A alarmante internacionalização das facções brasileiras

Da FOLHA
EDITORIAL
Relatório aponta a presença de máfias estrangeiras no país; urge integração entre autoridades, inteligência e rastreamento do dinheiro
A recente emboscada em que encapuzados com fuzis assassinaram um delator do Primeiro Comando da Capital no maior aeroporto do país, ainda em apuração, não deixa de ser um indicativo de que facções brasileiras se assemelham cada vez mais a cartéis e máfias transnacionais, tanto na metodologia como na sofisticação de suas atividades criminosas.

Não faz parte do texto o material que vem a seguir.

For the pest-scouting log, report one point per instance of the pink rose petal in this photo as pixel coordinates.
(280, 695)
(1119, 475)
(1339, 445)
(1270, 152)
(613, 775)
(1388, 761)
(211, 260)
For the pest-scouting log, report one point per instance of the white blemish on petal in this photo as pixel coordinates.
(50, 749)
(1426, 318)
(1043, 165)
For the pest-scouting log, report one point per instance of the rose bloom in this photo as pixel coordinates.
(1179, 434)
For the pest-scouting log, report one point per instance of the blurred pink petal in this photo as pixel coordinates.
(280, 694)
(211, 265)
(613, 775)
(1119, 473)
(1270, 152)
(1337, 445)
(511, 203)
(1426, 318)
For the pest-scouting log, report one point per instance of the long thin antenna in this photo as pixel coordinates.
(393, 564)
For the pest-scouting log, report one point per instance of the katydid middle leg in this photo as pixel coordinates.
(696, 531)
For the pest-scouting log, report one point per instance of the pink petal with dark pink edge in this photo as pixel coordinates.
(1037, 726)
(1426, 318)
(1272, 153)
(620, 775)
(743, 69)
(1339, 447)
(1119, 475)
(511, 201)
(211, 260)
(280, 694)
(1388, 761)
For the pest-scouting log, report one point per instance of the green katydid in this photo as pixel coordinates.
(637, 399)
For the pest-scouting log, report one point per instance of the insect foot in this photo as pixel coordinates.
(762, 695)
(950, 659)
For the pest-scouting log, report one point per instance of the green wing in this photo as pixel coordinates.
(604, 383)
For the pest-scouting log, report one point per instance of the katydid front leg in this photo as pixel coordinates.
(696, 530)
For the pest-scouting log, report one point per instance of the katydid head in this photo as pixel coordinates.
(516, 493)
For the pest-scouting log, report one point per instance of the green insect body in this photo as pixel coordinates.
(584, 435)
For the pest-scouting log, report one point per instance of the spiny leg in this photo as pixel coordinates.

Se de início quadrilhas como o PCC atuavam localmente, sobretudo em assaltos, tráfico de drogas e no controle paralelo de unidades prisionais, a expansão delituosa ganhou novos contornos.
Entre outros, na lavagem de dinheiro, com criptomoedas e bancos digitais, que dificultam o rastreamento; na infiltração no poder público, com cargos eletivos e suspeitas de envolvimento com prefeituras; e em conexões com congêneres de outros países.
Neste último, um relatório a ser divulgado nesta semana aponta um intercâmbio crescente de facções com grupo do exterior, principalmente da América Latina.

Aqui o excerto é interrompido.